The implementation standard is documented in SCRAPER_SPECIFICATION.md. New scrapers are expected to emit clean hierarchies, preserve source detail, batch inserts instead of writing node-by-node, and keep memory bounded while parsing.

Why This Matters

Today, the best free way to answer many legal questions is still some combination of "Google it" and "hope the right page ranks first." If you work at a law firm, you probably reach for Westlaw or Lexis. That gap exists even when the underlying law itself is public domain or otherwise publicly available.

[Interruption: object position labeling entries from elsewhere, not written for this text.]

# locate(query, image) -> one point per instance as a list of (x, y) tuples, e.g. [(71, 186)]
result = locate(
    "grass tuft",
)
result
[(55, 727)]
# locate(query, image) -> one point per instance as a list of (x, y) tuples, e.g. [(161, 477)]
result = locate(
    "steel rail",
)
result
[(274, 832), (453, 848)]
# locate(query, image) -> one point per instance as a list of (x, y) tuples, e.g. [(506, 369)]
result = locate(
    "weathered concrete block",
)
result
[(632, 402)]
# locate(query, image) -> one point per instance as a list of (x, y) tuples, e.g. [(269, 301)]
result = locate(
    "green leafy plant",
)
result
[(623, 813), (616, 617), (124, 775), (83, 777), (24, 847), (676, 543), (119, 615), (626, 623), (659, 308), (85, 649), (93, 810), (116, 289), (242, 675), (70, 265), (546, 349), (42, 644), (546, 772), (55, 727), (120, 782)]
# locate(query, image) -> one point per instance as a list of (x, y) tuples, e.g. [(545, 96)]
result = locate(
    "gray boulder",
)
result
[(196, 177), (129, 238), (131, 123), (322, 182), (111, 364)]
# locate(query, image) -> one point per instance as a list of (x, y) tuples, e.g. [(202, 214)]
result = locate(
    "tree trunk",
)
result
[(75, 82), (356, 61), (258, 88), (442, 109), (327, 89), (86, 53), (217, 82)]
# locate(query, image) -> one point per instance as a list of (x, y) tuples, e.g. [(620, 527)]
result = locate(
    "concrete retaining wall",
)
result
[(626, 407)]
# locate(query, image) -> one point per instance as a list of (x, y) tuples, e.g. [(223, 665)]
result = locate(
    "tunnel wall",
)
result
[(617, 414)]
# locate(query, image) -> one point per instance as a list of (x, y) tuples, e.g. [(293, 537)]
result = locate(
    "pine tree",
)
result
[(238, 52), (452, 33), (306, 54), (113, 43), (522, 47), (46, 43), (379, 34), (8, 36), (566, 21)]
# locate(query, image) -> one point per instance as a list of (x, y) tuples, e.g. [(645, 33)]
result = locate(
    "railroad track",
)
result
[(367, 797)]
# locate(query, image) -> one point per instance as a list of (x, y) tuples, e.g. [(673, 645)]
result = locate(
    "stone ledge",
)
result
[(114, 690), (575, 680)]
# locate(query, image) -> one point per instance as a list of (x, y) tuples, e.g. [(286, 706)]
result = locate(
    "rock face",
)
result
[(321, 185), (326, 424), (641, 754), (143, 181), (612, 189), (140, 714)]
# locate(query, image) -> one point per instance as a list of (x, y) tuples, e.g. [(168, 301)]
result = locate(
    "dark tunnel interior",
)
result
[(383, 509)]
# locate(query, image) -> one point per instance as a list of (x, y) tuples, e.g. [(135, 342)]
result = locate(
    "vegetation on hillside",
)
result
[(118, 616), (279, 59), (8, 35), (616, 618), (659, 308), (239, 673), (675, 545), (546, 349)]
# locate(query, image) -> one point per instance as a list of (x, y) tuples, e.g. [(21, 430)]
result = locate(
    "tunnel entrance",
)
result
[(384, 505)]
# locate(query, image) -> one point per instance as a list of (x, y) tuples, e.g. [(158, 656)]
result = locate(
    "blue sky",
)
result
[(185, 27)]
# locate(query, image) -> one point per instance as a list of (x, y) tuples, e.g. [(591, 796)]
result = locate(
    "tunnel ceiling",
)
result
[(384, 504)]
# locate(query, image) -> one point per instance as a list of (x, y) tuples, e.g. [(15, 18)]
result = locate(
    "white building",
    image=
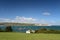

Automated scraping is the infrastructure layer that closes that gap. If we can reliably turn official legal sources into structured data, we can make the law easier to search, compare, cite, and reason over without depending on proprietary distribution channels.

Current Status

What is working now:

  • United States Code
  • U.S. Public Laws
  • Connecticut General Statutes
  • Massachusetts General Laws
  • New Hampshire Revised Statutes
  • Rhode Island General Laws
  • Vermont Statutes

The pipeline is repeatable end-to-end, and the scraper architecture is in place. In practice, that means fast.law can ingest official legal sources into a normalized internal representation that is usable for search, navigation, and downstream legal tooling.

Gaps

The current weak point is validation. The system can occasionally report a successful ingest even when no useful content made it into the database. Better self-validation loops, stronger ingest sanity checks, and broader jurisdiction coverage are the main next steps.

Automated Redlining

Most people never read proposed federal legislation in its raw form, and the format is a big reason why. Even if you are comfortable reading statutes, many bills are not written as clean replacement text. They are written as amendment instructions: strike this phrase, redesignate that paragraph, insert a new clause after some other clause, and so on. To understand what a bill actually does, you have to locate the underlying statute and mentally apply the edits yourself.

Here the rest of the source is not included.